Tealium Tools Mobile QR Trace
The Mobile Trace Tool enhances the Trace feature by providing a QR code that is scannable by your device, enabling you to quickly view events coming from the Tealium Mobile SDKs.
How it Works
After clicking Start Trace in the tool, once per Customer Data Hub session, a QR code is automatically injected into the main browser window each time you start a new trace.
QR codes are generated for each platform (Android or iOS). After you scan the appropriate QR code with the appropriate mobile device’s camera, click the link from the QR code to start the app and pass trace parameters to the Tealium SDK. The Tealium SDK recevies the trace ID (along with other parameters) and inserts the trace ID into the data layer for the current session
All subsequent events are recorded in the trace session until you end the session or leave the trace.
The following diagram illustrates how it works:
Install
To use this tool, you must first add it your Chrome browser using the Tealium Tools extension. To install this extension, see Tealium Tools Browser Extension.

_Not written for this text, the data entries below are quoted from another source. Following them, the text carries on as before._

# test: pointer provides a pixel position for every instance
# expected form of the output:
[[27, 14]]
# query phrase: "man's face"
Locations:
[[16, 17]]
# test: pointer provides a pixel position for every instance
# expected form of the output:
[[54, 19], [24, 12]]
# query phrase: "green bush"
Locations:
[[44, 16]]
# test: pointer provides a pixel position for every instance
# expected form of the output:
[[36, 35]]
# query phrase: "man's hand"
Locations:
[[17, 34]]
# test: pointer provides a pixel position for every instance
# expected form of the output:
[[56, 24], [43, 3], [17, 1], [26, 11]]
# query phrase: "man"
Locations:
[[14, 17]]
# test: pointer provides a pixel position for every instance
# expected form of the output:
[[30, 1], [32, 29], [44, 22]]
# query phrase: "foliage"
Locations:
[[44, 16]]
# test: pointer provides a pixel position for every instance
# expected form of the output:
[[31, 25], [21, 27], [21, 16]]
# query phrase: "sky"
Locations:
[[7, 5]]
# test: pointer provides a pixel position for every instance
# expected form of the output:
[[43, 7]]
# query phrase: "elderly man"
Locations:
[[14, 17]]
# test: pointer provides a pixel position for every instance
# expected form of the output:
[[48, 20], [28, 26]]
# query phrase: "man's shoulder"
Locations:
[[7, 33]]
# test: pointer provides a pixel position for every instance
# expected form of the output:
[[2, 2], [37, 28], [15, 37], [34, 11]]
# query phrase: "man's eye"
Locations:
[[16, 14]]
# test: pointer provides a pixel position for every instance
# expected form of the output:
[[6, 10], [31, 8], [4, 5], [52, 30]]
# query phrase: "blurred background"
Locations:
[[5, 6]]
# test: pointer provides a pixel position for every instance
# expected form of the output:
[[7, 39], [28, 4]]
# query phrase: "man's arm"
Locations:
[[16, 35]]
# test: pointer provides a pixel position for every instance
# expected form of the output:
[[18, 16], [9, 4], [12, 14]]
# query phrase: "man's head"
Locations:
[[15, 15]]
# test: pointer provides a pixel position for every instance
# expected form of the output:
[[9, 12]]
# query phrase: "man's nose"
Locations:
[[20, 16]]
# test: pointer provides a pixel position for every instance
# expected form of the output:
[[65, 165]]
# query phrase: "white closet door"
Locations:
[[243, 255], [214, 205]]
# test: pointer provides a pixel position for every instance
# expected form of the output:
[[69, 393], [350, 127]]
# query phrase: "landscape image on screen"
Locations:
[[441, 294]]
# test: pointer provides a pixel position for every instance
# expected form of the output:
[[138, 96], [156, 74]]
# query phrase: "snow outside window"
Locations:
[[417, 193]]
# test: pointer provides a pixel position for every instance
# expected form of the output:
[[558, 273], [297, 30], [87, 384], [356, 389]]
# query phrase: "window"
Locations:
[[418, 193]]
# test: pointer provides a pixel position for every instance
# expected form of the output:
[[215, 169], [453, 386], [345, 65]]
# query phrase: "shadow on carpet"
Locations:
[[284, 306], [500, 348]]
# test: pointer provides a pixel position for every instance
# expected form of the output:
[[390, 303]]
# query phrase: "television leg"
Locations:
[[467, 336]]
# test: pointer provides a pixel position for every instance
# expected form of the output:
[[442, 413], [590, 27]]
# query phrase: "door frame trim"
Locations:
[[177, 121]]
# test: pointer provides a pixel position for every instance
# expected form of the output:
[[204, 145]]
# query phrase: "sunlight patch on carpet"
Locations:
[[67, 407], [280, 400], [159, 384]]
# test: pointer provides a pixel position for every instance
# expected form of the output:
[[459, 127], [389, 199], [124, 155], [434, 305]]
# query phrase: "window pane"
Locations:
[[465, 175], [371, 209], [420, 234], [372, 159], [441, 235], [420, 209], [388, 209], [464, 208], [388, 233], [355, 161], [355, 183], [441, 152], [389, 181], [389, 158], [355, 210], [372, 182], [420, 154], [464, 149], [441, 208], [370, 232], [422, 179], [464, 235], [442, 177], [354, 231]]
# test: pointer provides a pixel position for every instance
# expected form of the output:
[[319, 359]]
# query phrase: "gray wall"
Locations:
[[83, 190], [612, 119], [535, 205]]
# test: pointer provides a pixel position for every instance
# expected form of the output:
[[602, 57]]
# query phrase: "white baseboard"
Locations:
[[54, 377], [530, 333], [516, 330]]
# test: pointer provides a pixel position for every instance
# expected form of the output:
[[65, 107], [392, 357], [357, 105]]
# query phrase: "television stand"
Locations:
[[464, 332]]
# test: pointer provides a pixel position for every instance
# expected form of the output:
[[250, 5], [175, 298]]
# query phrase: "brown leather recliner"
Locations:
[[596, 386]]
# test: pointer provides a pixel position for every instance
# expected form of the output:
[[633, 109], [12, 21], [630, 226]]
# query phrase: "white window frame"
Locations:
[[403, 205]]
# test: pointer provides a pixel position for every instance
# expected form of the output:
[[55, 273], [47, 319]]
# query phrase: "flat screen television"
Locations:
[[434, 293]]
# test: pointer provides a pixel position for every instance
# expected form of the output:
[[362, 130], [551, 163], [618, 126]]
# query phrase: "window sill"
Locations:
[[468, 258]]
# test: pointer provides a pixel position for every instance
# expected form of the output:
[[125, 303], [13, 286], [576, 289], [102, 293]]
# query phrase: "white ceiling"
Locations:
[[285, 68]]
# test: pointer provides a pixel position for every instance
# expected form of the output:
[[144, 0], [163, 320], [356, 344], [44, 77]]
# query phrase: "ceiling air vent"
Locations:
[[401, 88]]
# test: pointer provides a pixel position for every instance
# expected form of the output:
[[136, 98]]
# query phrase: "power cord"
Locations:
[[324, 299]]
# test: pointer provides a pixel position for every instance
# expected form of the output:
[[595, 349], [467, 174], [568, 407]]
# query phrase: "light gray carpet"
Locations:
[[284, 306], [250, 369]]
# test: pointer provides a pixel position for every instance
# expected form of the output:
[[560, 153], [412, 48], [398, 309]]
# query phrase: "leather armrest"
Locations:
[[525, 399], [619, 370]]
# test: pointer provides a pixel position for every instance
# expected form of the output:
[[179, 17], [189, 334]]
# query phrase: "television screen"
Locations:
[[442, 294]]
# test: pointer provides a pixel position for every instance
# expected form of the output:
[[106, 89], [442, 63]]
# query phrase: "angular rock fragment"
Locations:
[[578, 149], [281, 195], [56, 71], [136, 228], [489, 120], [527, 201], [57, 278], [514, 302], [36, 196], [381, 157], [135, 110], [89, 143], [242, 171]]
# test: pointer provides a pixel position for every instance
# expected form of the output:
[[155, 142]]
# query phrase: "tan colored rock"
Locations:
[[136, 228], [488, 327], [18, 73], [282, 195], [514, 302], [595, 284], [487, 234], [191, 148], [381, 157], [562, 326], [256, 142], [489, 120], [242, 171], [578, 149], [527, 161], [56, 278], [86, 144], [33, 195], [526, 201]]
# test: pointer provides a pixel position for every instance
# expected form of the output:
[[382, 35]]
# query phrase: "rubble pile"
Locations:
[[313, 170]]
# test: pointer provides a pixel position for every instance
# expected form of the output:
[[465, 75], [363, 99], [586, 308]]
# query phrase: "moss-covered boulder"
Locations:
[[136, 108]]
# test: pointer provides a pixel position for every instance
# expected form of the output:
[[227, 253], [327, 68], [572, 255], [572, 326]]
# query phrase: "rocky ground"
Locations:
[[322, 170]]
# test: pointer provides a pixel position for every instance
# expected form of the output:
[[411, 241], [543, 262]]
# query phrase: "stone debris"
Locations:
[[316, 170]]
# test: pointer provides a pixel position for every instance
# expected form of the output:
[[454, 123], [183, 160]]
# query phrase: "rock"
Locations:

In the Add by URL textfield, paste the URL: https://solutions.tealium.net/hosted/tealiumTools/mobile-trace/tool.json
When installation has completed, launch the Mobile Trace Tool icon from the Tealium Tools extension.
URL Schemes
In order to use the Mobile Trace tool, determine which URLs are handled by your Android and iOS apps in order to configure the URL schemes.
The QR code trace feature launches your app from a URL and listens for a specific query parameter. In order to launch your app directly from a URL, your app must have registered itself to handle specific domains.
Typically, most apps already handle specific URLs. For example, if your website domain is https://mycompany.com
, your app registers itself as a handler for this domain and, if your app is installed on a user’s device, the user is prompted to launch the link in your app instead of within a browser.
Some apps register custom URL schemes instead of http
or https
, for example mycompanyapp://
. These also work with the Mobile Trace Tool.
Once you have established which URL schemes launch your app, enter these into the input fields in the Mobile Trace Tool. The tool supports different schemes for Android and iOS if necessary, but in general, these are the same for both platforms.
Click Save next to each URL scheme to store the setting in the browser’s localStorage. Click the blue pencil icon to edit the URL schemes as needed.
Trace
The following describes how to start and leave a trace using the Mobile Trace Tool.
Start Trace
Before starting a trace, verify that you are in the server-side Customer Data Hub. Click Start Trace in the Mobile Trace Tool, which starts a new trace and adds the Mobile Trace QR codes into the trace window.
After you have started a trace once from the Tealium Tools UI, close the Tealium Tools UI and you don’t need to use it for the rest of your session.
Subsequent traces are started directly from Customer Data Hub, and the QR code automatically refreshes each time a new trace starts. Scan the QR code with your device’s camera, click the link to launch your app and automatically begin tracing. Any Tealium events generated by your app after joining the trace are recorded in your trace session.
Leave Trace
If you leave a trace session without ending it, you are able to rejoin the same trace from a different device without losing the history of that trace session.
To leave a trace:
- Select the Leave Trace checkbox in the trace UI
- Scan the QR code again with your device’s camera
- Click the link for your device to no longer participate in the trace session
End of Visit (AudienceStream)
Testing “End of Visit” actions in Tealium AudienceStream requires a signal to immediately end the visitor’s session, otherwise it is necessary to wait for the session to expire normally.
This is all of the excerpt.